Varda Partners with United Therapeutics to Develop Drugs in Microgravity

Varda W3 spacecraft capsule

Varda Space Industries has announced a collaboration with United Therapeutics Corporation—a major publicly traded pharmaceutical firm—to develop improved treatments for rare lung disease using microgravity. The partnership marks a watershed moment: this is the first time a large, publicly traded pharmaceutical company is deploying capital from its own balance sheet, rather than relying on NASA subsidies, to manufacture a product in space.

The science is compelling. When molecules crystallise in microgravity, they form more slowly and uniformly compared to Earth-based synthesis, yielding drugs that dissolve more consistently, retain longer shelf life, and reduce cold-storage requirements. Varda’s W-6 spacecraft is currently in orbit, and three more vehicles are being prepared for launch this year, with plans to increase cadence to seven launches in 2027.

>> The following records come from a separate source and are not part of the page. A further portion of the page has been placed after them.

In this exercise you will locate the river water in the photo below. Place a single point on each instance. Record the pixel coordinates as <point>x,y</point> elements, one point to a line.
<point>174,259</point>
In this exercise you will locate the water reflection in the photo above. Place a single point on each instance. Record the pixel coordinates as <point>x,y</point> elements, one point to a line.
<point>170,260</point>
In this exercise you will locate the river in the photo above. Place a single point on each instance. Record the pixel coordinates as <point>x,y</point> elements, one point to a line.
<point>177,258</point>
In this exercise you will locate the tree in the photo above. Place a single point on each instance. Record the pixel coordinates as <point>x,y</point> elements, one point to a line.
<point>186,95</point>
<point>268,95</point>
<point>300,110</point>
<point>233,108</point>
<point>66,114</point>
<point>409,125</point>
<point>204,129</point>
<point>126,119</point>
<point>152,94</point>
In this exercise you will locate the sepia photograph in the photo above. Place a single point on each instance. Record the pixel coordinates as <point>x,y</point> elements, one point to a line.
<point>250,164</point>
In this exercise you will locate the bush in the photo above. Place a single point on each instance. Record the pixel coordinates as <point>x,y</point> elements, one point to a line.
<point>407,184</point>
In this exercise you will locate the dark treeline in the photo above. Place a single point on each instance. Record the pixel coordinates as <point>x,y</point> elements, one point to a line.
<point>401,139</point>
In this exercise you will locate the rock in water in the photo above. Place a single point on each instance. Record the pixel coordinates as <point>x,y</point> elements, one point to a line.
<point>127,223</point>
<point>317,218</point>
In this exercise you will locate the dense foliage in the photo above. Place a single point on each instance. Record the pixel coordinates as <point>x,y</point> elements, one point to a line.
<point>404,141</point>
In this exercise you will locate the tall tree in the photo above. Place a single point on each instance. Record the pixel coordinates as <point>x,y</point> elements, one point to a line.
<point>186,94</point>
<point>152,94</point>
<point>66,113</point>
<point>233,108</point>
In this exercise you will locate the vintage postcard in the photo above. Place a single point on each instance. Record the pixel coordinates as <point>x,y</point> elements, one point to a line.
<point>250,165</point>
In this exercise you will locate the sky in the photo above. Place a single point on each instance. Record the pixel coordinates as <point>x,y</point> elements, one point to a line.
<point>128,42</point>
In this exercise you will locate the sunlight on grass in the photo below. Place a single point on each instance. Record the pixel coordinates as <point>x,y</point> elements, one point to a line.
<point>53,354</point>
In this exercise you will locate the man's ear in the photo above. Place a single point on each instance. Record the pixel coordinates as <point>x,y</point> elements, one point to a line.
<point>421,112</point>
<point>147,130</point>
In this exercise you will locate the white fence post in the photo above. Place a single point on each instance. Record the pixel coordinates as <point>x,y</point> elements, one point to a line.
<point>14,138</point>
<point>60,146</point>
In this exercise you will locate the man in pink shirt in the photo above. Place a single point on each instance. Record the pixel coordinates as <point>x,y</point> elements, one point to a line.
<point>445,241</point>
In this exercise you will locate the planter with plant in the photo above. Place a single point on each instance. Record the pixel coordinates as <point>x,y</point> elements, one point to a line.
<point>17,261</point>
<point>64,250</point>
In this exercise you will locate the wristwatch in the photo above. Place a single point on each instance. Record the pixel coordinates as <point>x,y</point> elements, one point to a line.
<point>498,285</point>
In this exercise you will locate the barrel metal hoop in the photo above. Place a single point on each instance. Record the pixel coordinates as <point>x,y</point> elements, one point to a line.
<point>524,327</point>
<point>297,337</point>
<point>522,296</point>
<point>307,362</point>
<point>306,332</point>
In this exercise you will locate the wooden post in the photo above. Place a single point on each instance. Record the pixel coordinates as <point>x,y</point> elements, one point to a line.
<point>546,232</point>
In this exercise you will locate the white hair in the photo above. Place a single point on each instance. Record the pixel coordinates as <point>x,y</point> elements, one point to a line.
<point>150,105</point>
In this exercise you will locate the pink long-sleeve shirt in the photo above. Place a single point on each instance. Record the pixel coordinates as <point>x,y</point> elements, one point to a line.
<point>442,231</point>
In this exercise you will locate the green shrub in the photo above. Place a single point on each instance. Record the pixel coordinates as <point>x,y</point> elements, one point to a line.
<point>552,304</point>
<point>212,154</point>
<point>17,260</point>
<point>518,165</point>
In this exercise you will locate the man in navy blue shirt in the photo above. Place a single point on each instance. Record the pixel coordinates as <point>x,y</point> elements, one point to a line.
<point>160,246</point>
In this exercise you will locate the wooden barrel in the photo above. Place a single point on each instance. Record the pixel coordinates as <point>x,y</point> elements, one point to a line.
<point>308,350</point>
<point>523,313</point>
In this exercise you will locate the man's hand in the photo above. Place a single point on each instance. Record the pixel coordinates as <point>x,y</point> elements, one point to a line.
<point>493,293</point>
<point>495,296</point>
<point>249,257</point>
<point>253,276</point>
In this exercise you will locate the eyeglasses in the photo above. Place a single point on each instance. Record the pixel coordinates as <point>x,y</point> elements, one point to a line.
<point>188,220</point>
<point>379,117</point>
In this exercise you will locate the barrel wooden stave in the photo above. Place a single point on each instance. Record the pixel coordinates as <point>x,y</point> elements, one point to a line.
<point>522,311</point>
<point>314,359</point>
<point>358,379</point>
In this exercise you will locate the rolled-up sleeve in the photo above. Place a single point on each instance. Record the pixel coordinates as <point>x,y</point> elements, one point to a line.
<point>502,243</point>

Varda operates small, uncrewed capsules equipped with autonomous bioreactors that spend weeks to months in orbit before returning to Earth. The company plans to conduct extensive screening on the ground in its new 10,000 square-foot pharmaceutical lab in El Segundo, California, then take the most promising applications to space. Varda has raised US$330 million to date and employs about 200 people. Long term, the company aims to be a pharmaceutical company that operates in space, not simply a space company—building both the reentry systems and the largest customer for those systems through its own internal drug-manufacturing business.